Consider the confusing world a baby sees: A bottle sits on a desk, and a picture hangs on a wall. Where does the desk stop and the bottle begin? How does the picture float? Can everything do that? A father prattles on about traffic. Which are the meaningful words in the stream of garble? At the dawn of this century, William James, a pioneering psychologist and philosopher, decided that infants were overwhelmed by the cacophony around them and were most interested in sleeping through it all. Today we know that a newborn brain is a complex computer that arrives with its wiring incomplete. An infant cannot focus his or her eyes more than a foot away, nor remember what happened five minutes ago. But baby's brain contains 100 billion neurons, which will sprout 1,000 trillion synapses before the child graduates from diapers. As these connections come online, the brain's many parts start to work in concert.

Early learning. The processing power inside that still-soft skull suggests that infants know a lot more than they are able to convey. But gathering hard scientific data on babies is not as easy as it might seem, because even the latest brain imaging technologies can't make out fine details, nor can they be used on babies: PET scans pose a radiation risk, and infants wriggle too much for an MRI. As a consequence, only a few researchers are investigating infant neural function. What they're finding is ample evidence that babies start on their journey of learning much earlier than traditionally thought. Charles Nelson, a neuroscientist at the University of Minnesota, measures the raw electrical signals emitted by the brain by attaching up to 128 electrodes on babies' scalps. He has discovered that even newborns produce distinctive brain waves showing they can distinguish their mothers' voices from another woman's, even while asleep.

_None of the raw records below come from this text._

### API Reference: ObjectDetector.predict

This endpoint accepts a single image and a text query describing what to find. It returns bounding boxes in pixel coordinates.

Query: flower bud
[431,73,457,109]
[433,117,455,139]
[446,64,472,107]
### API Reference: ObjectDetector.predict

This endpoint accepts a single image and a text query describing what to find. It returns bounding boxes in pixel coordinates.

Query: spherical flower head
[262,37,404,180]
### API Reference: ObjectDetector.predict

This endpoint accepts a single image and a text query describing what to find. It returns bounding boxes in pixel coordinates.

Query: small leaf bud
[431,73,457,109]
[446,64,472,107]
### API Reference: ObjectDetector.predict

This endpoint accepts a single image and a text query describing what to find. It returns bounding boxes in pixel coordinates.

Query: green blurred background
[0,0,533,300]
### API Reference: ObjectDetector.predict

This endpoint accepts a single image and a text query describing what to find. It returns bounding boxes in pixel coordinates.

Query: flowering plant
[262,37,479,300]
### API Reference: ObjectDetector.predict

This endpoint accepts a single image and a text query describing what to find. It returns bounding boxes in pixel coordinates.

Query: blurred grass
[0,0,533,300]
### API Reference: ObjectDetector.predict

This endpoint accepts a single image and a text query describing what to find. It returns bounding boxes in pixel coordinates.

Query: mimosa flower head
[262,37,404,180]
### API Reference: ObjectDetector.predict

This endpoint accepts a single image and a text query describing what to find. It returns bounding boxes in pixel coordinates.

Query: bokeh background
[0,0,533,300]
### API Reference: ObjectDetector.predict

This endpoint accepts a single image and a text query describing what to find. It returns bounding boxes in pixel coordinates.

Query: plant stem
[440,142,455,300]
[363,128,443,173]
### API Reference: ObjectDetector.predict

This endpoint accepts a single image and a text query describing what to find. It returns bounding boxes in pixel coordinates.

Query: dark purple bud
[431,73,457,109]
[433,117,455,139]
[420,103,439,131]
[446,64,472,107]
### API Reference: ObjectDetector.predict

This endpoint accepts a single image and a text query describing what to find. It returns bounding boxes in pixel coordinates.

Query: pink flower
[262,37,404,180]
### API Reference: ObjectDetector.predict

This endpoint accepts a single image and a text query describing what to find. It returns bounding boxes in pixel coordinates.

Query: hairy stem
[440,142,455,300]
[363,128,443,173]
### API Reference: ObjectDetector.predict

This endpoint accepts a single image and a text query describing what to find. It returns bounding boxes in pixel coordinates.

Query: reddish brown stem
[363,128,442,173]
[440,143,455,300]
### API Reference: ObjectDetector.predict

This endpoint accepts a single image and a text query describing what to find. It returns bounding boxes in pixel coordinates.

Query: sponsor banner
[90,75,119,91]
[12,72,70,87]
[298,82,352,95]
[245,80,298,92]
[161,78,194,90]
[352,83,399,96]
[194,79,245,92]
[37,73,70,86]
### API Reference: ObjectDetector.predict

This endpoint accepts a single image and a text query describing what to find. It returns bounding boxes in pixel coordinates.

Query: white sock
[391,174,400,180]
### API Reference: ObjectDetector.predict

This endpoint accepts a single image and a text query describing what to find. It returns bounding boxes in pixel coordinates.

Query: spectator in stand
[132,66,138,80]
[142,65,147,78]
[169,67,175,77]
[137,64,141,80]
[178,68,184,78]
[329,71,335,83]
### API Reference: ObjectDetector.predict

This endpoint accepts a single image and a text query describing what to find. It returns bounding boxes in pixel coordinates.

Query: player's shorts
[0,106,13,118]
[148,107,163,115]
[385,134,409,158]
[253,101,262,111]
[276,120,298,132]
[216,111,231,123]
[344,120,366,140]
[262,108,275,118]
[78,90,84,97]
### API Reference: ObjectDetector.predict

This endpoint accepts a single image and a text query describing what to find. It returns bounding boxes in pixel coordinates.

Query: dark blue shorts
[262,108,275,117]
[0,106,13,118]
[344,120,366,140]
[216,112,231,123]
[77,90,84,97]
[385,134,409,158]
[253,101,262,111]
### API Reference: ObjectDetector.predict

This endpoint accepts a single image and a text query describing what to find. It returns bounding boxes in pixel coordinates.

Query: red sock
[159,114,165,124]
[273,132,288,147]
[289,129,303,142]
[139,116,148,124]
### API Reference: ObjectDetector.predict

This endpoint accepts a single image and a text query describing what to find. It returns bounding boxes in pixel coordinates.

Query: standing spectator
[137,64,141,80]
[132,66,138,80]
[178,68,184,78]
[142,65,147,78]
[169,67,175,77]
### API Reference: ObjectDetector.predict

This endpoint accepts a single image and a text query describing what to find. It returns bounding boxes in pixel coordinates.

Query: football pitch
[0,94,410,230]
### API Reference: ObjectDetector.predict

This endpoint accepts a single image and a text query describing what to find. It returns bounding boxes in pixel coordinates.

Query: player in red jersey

Between 3 and 12 months, babies show an explosion in skills, which parallels big increases in the number of synaptic connections in their brains. The density of synapses in the visual system peaks at 3 months, allowing the development of depth perception. By 3 months, the cerebellum, which coordinates motor control, has matured enough for the baby to try to roll over. Meanwhile, the brain centers responsible for comprehending language have made enough connections to start functioning. Even before babies can say "dada," they seem to have the basic tools for learning syntax. To confirm this, Gary Marcus, a cognitive scientist at New York University, exposed 7-month-olds to an artificial language for two minutes. They heard sentences such as "la ta la" followed by a slight variation, like "la la ta." The infants discerned the difference and paid more attention to the sentences with changes.